See article vol. 33: 55-77
LDL Cholesterol and ASCVD Events
Elevated plasma low-density lipoprotein cholesterol (LDL-C) levels are a major causative factor for atherosclerotic cardiovascular disease (ASCVD) in both developed and developing countries. For secondary prevention, a meta-analysis by the Cholesterol Treatment Trials Consortium (CTTC) demonstrated that a 1-mmol/L (or 39-mg/dL) reduction in LDL-C resulted in a 12% decrease in all-cause mortality, a 23% decrease in myocardial infarction or coronary death, a 24% decrease in coronary revascularization procedures, and a 17% decrease in nonfatal stroke 1) . This demonstrates the benefit of achieving LDL-C levels lower than the previously recommended 70 mg/dL in high-risk patients or those with a history of ASCVD 2) .

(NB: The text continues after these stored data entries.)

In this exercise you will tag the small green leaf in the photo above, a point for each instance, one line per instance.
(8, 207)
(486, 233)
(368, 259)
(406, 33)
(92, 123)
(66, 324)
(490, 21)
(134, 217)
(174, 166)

Based on this evidence, the 2018 American College of Cardiology (ACC) and American Heart Association (AHA) guidelines set LDL-C <70 mg/dL as the threshold for adding non-statin medications 3) . Further, the 2019 European Society of Cardiology (ESC) and European Atherosclerosis Society (EAS) guidelines recommend an LDL-C target of <55 mg/dL for ultra-high-risk groups for primary and secondary prevention (Class I recommendation) 4 , 5) . The American Association of Clinical Endocrinology Consensus Statement recommends an LDL-C level <55 mg/dL for patients with cardiometabolic disorders, cardiovascular disease, or multiple risk factors 6) . Statins are globally recommended as a first-line therapy for both primary and secondary cardiovascular prevention because of their favorable risk-benefit profile 4 , 5) .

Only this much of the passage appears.